Stattdessen wurde die Unzufriedenheit unter den Mitarbeitern des inzwischen in Amt für Nationale Sicherheit umbenannten militärischen Organs immer größer. Am 5. Dezember 1989 beklagt das Sekretariat des Ministers in einer Information zur Lage: Man habe den "Fahneneid im Namen von Verbrechern geleistet", sei von "Feinden des Volkes missbraucht" worden. Viele Mitarbeiter hätten Angst, "für etwas gehängt zu werden, was sie nicht getan haben".

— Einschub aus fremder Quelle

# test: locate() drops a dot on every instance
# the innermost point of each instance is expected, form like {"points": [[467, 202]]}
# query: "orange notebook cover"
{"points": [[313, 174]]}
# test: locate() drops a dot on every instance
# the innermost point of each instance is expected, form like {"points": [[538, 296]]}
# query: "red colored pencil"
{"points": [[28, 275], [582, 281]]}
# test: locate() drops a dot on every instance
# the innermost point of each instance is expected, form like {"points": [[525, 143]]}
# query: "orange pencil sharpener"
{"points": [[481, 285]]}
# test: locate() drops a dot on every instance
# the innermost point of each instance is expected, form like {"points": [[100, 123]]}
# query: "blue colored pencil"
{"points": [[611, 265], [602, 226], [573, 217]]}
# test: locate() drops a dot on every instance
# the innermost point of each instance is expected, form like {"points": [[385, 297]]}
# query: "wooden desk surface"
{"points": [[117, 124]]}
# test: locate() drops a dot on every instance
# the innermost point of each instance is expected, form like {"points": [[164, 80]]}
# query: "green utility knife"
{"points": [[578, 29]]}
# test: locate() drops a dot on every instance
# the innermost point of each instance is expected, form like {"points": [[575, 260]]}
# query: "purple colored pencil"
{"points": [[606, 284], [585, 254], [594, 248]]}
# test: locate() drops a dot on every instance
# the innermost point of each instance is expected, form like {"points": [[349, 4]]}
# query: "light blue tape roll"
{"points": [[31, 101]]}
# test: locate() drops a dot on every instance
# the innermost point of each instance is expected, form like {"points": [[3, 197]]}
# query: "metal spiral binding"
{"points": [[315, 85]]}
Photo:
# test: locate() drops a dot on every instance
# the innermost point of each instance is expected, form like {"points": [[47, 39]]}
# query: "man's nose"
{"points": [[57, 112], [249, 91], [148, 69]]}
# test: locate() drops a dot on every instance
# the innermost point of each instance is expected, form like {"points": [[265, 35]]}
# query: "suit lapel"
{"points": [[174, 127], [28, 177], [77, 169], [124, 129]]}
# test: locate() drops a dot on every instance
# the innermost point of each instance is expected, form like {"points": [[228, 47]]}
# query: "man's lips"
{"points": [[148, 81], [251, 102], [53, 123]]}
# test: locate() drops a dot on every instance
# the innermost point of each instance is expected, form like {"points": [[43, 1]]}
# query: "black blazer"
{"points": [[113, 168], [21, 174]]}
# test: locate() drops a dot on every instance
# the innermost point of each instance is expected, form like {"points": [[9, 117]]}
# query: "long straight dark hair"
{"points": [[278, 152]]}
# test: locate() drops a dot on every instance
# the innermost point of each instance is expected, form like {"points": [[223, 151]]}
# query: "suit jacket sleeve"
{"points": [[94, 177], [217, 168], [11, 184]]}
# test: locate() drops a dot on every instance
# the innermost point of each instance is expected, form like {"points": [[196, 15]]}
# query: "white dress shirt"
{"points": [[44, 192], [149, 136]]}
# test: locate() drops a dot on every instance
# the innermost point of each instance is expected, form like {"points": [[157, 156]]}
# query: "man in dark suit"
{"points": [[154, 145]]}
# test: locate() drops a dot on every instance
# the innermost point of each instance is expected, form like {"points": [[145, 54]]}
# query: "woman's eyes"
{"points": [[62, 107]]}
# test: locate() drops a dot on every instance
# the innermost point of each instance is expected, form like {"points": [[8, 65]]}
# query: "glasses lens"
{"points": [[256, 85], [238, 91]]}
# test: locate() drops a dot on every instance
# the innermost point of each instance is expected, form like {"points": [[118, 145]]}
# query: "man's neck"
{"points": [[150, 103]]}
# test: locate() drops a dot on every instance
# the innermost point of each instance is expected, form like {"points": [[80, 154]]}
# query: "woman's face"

Stasi-Mitarbeiter wollen "Erneuerungsprozess" mittragen

Jahrzehntelang sicherten Stasi-Offiziere als Teil des Repressionsapparats die Macht der SED - im Wendeherbst 1989 wollten sie plötzlich das System reformieren, sahen sich als Opfer falscher Politik der Führungsriege - das belegen interne Dokumente wie dieses. Bildrechte: MITTELDEUTSCHER RUNDFUNK

Ein weiteres Dokument hält zudem fest, wie ein Teil der Stasi-Offiziere über die Ereignisse dachten: Auch sie würden den "Erneuerungsprozess" unterstützen, heißt es darin, hätten aber gleichzeitig das Problem, dass sie "pauschal für Handlungen/Verbrechen der füheren Führung und falsche Sicherheitspolitik" verantwortlich gemacht würden. Diejenigen, die bis vor kurzem noch mit aller Gewalt und mit allen Mitteln das Regime verteidigten, wollten dieses System nun verändern.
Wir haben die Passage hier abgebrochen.